Men are getting more unhappy with the balance between their work and family life, especially fathers with children under 18.
Men are getting more unhappy with the balance between their work and family life, especially fathers with children under 18. The “new male mystique” is at work and is raising expectations about family life faster than the workplace is changing.
In 2008, 49% of employed men with families reported experiencing work family conflict, up significantly from 34% in 1977. This includes both how much work interferes with family life and how much family life interferes with work.
These figures are averages across all family men. If we look at men in dual earner couples with children under 18, the conflict is a lot higher – 60% of men experienced it in 2008.
We suggest that the increase in work-family conflict experienced by men is a symptom of the “new male mystique”—today’s male version of the “feminine mystique”. This term was coined by Betty Friedan in 1963 to describe how assumptions about women finding fulfillment in traditional domestic roles created tension and conflict for a number of women, preventing them from finding their identities and opportunities for meaningful work. The “traditional male mystique” sees men as financial providers. The “new male mystique” also encourages men to aspire to greater participation in family life.

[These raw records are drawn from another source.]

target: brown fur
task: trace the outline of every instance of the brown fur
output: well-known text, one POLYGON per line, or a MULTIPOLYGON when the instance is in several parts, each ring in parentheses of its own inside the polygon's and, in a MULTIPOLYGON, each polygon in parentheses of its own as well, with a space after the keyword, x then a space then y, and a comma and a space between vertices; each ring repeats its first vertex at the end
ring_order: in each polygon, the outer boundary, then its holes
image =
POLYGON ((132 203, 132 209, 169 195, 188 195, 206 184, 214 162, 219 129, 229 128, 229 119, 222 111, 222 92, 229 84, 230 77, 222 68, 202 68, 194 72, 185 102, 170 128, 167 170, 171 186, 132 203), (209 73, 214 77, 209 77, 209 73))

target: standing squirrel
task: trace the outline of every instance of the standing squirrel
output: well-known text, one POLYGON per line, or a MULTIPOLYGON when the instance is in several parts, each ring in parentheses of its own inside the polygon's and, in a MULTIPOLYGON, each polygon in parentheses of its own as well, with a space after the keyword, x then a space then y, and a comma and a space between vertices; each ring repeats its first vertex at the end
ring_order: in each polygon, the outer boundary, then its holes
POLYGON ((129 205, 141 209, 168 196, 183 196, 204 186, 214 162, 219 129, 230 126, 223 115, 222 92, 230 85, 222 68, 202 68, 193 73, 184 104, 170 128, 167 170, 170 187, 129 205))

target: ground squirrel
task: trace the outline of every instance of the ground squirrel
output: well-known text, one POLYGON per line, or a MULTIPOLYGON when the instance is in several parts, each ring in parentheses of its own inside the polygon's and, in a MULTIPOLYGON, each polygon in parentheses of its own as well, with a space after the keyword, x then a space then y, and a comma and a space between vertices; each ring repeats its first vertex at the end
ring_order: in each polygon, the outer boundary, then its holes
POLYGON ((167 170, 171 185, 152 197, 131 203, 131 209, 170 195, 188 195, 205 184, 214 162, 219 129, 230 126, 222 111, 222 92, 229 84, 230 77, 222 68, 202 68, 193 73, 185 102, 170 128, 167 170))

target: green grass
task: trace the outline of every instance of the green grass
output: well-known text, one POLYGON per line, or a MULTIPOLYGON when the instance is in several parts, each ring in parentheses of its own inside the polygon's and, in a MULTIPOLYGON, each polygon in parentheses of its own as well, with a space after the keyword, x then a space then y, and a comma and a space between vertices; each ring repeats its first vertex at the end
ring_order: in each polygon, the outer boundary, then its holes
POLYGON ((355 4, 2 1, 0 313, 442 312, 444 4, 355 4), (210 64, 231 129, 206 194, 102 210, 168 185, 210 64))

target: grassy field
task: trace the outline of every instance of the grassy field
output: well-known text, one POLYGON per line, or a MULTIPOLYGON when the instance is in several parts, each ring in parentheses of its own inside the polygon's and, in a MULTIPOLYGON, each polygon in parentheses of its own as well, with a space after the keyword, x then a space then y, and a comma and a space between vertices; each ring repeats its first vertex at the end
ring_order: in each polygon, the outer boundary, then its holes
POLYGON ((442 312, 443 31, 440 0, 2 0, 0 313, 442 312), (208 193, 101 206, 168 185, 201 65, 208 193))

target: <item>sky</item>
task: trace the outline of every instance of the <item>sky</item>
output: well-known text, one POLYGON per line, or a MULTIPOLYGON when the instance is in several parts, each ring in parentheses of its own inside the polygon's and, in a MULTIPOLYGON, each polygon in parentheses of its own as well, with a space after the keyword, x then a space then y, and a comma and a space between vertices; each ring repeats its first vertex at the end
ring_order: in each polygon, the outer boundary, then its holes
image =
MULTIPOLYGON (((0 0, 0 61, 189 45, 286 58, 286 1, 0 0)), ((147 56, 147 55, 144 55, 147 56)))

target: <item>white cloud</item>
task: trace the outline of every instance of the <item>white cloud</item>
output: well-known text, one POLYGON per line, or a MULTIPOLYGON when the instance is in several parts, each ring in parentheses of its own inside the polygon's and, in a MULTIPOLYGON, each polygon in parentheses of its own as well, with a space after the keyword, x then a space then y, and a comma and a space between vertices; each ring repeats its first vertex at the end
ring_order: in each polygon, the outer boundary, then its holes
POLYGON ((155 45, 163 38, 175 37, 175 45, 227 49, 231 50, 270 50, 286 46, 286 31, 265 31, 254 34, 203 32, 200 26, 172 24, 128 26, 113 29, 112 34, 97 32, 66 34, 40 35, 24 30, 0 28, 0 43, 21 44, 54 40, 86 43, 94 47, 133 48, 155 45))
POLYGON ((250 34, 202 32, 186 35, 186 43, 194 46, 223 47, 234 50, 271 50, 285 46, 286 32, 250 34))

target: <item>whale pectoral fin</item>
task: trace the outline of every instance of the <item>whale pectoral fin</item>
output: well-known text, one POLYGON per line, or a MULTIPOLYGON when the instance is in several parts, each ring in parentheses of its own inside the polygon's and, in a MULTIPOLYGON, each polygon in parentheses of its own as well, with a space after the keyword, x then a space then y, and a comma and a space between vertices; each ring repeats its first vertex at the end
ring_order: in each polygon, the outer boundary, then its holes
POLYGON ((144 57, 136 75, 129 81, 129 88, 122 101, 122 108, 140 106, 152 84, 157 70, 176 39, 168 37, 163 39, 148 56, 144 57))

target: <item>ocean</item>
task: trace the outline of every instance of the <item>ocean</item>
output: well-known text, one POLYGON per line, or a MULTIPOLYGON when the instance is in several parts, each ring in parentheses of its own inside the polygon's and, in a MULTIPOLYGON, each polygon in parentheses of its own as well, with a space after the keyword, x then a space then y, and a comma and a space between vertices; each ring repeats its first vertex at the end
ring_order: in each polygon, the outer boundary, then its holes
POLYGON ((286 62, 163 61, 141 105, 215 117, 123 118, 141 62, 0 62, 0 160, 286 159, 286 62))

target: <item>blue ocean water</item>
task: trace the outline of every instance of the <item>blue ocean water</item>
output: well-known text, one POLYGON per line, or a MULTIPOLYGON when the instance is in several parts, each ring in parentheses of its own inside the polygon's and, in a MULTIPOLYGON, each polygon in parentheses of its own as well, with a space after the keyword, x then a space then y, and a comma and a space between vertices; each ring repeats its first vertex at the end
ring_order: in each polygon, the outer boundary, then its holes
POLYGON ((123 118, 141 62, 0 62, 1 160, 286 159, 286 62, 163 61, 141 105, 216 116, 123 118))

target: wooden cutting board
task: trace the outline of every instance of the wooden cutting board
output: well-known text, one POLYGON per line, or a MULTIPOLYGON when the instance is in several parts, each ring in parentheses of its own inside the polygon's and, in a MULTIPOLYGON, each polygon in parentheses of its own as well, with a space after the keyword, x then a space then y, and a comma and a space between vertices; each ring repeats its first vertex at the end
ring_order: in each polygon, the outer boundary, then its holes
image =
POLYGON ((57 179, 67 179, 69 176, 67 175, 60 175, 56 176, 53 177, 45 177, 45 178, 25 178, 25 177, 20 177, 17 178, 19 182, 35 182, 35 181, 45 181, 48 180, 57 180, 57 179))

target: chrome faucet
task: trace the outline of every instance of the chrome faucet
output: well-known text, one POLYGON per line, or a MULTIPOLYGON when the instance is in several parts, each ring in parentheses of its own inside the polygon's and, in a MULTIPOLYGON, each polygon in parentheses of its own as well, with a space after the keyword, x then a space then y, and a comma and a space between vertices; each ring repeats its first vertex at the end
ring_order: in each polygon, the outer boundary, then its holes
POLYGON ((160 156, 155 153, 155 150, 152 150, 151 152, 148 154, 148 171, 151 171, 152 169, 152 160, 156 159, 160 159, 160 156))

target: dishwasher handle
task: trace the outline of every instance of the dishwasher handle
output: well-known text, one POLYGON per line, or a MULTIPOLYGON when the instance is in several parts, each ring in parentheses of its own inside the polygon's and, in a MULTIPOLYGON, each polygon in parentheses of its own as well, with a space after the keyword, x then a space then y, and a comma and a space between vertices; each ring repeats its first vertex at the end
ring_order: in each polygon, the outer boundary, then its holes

The “ideal” man today is not only a good employee working long hours to be a successful breadwinner, but is also an involved and nurturing husband/partner, father and son. Some men struggle because they have traditional gender role values that may feel out of sync with the world of work and family today. Others struggle because society and their workplaces are out of sync with the realities of their lives. Thus, many men are caught between these old and new worlds and are bound to experience some conflict between work and family.
What are the risk factors for greater work family conflict?
Family men who work long hours are more likely to experience work family conflict: 29% of fathers who work under 40 hours a week report it, while 60% of fathers who work 50 or more hours report it.
Interestingly, there is no correlation between work family conflict and the amount of time fathers spend on childcare and housework. They are not more likely to report more conflict if they do more of these things.
We found a number of factors about the nature of men’s work that increase the chances of work family conflict:
- If the man reports his job is very demanding.
- If the man is contacted by work outside of his working hours, blurring the boundaries between work and home.
- If the man feels his job is insecure.
Men who report that work are their top priority (more than caring and housework) are more likely to report work family conflict, regardless of how many hours they actually work. So are men who hold traditional gender role values, that is, strongly agree the man should earn the money and the woman should take care of the home and children. Perhaps these men, despite their work-centric attitudes, still face pressure from their families and peers to spend more time with their families – so they are caught between two conflicting ideals.
Workplace factors that reduce work family conflict
We found the following factors help to reduce work family conflict:
- Supervisor support for managing work life balance
- Coworker support
- Access to schedules that fit their needs and real access to workplace flexibility (which means a culture where it really is OK to work flexibly).